Petronas Gas plans to use the funds from the sukuk for two regasification plants, part of a US$444bil (RM1.37 trillion) spending programme started by Prime Minister Datur Seri Najib Razak that aims to propel Malaysia to developed-nation status by 2020.
The company sold its first syariah-compliant notes in August via unit Kimanis Power Sdn Bhd. The 5.05% securities due 2023 last yielded 4.23%, data compiled by Bloomberg show.
“The company is planning the sukuk because it's confident that the present government will win the elections,” said Mohamed Azahari Kamil, chief executive officer at Asian Finance Bank Bhd. the Malaysian unit of Qatar Islamic Bank SAQ.
“With the Petronas name, the company won't have any problem selling the debt,” he said in an interview.
The two regasification plants will be built in Johor and Sabah, according to Petronas Gas' latest annual report.
The company said in an e-mailed statement yesterday that it was unable to comment on whether it would sell sukuk. A separate facility that the company started building in 2010 will begin commercial operations this quarter, a Nov 23 stock exchange filing shows.
Petronas Gas is 60.7% owned by Petronas and has RM860mil of sukuk outstanding, according to data compiled by Bloomberg.
It will report net income of RM1.54bil for the year ending Dec 31, 2013, compared with RM1.4bil last year, according to the mean estimate of 13 analysts surveyed by Bloomberg News.
“Petronas Gas is a strong corporate issuer and could be rated AAA if it has the support of its parent,” Elsie Tham, senior manager at Manulife Asset Management Sdn, who oversees more than US$1bil (RM3.1bil), said in an interview yesterday.
“It's a name I will be interested in, regardless of elections. My decision to buy, however, will depend on the yields being offered.”
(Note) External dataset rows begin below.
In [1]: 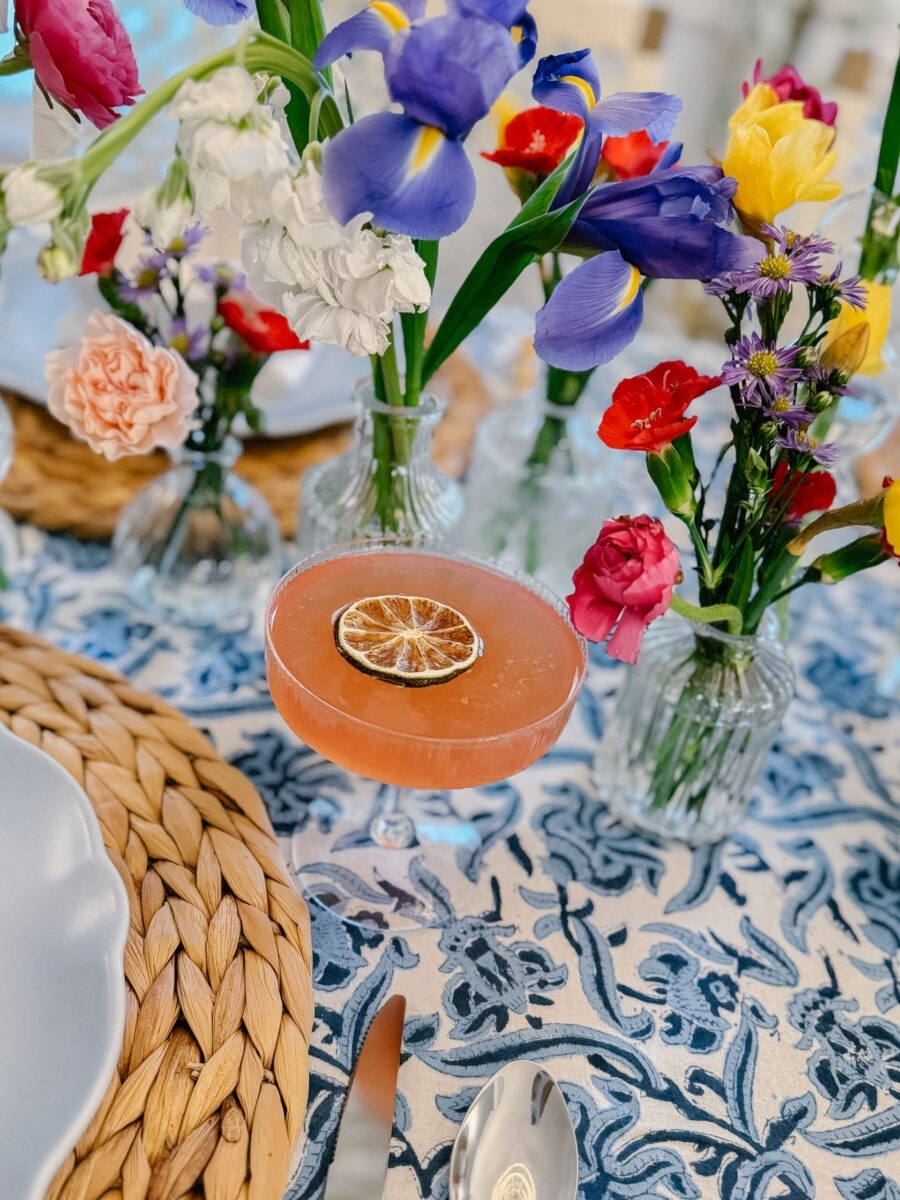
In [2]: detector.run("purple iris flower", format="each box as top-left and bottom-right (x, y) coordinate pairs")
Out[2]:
(322, 16), (520, 239)
(532, 50), (682, 208)
(312, 0), (425, 71)
(534, 251), (643, 371)
(775, 430), (840, 467)
(570, 167), (760, 280)
(446, 0), (538, 66)
(185, 0), (256, 25)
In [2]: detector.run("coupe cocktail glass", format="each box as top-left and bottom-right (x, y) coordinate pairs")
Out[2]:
(265, 540), (587, 928)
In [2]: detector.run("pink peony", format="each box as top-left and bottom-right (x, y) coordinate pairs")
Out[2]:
(46, 310), (198, 462)
(16, 0), (144, 130)
(568, 516), (680, 662)
(743, 59), (838, 125)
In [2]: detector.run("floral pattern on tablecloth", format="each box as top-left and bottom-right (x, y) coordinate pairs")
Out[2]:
(0, 518), (900, 1200)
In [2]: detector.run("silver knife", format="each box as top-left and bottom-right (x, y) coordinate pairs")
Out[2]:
(324, 996), (407, 1200)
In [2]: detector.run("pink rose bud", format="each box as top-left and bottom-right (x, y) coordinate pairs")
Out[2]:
(16, 0), (144, 130)
(46, 311), (198, 462)
(568, 516), (682, 662)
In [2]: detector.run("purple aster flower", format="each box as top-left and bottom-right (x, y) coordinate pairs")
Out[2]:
(119, 253), (169, 301)
(166, 317), (209, 362)
(722, 334), (803, 406)
(196, 263), (247, 292)
(775, 428), (840, 467)
(185, 0), (256, 25)
(707, 224), (833, 301)
(164, 222), (210, 259)
(766, 394), (812, 430)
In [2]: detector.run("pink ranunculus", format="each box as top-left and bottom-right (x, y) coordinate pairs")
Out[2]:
(16, 0), (144, 130)
(743, 59), (838, 125)
(568, 516), (680, 662)
(46, 310), (198, 462)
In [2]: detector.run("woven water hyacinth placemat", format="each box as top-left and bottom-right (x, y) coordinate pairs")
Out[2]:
(0, 626), (313, 1200)
(0, 354), (491, 540)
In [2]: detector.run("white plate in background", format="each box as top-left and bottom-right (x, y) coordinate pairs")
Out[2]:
(0, 726), (128, 1200)
(0, 233), (370, 438)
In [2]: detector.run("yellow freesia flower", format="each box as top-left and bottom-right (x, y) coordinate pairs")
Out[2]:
(722, 94), (841, 229)
(884, 479), (900, 558)
(728, 83), (781, 133)
(820, 280), (890, 374)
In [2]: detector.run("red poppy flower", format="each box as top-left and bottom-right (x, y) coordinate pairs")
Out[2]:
(218, 292), (310, 354)
(600, 130), (668, 179)
(80, 209), (128, 275)
(772, 461), (838, 523)
(481, 106), (584, 175)
(598, 362), (721, 454)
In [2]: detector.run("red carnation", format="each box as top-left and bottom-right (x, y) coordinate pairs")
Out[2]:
(218, 292), (310, 354)
(16, 0), (144, 130)
(481, 107), (584, 175)
(772, 460), (838, 524)
(742, 59), (838, 125)
(598, 362), (721, 454)
(600, 130), (668, 179)
(79, 209), (128, 275)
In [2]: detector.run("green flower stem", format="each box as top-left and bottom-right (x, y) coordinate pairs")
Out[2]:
(859, 56), (900, 280)
(77, 31), (343, 187)
(400, 239), (440, 406)
(671, 592), (744, 636)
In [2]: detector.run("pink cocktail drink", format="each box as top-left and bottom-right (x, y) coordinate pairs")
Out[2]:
(266, 545), (587, 788)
The yield on Malaysia's 3.928% government sukuk due 2015 fell one basis point to 1.34% yesterday and has risen six basis points this year, according to data compiled by Bloomberg.
The premium investors demand to hold Dubai's 6.396% securities due November 2014 over Malaysia's debt was steady at 106 and has widened 26 basis points in 2013.
Islamic bonds sold to international investors returned 0.5% in 2013, according to the HSBC/Nasdaq Dubai US Dollar Sukuk index, while developing-market debt declined 2.3%, JPMorgan Chase & Co's EMBI Global Composite Index shows.
The average yield on global sukuk climbed six basis points, or 0.06 percentage point, to 2.92% in March, the biggest monthly advance since May 2012, according to the HSBC/Nasdaq index.
The difference between the average yield and the London interbank offered rate, or Libor, widened four basis points over the period to 177 basis points, the gauge shows.
The Bloomberg-AIBIM Bursa Malaysia Corporate Index, a benchmark that tracks 57 local currency issues, gained 0.7% this year to 103.019 on March 29, while a similar gauge for sovereign notes rose 0.6% to 110.318.
Syarikat Prasarana Negara Bhd. plans to sell RM6bil of sukuk in two portions this year to build a light rail system in Kuala Lumpur, Azhar Ghazali, its media affairs manager said in a Jan 4 e-mail.
Tenaga Nasional Bhd will raise funds via sukuk and equity to build a RM2.47bil power plant, the company said in a stock exchange filing in November. - Bloomberg
Petronas Gas should be able to attract interest in its sukuk because it's a rare issuer and the result of the national elections won't affect the company's risk profile, according to MCIS Zurich Insurance Bhd.
“I'm comfortable with the Petronas' name,” said Michael Chang, who oversees US$1bil as head of bonds at MCIS Zurich Insurance in Kuala Lumpur, in an interview yesterday.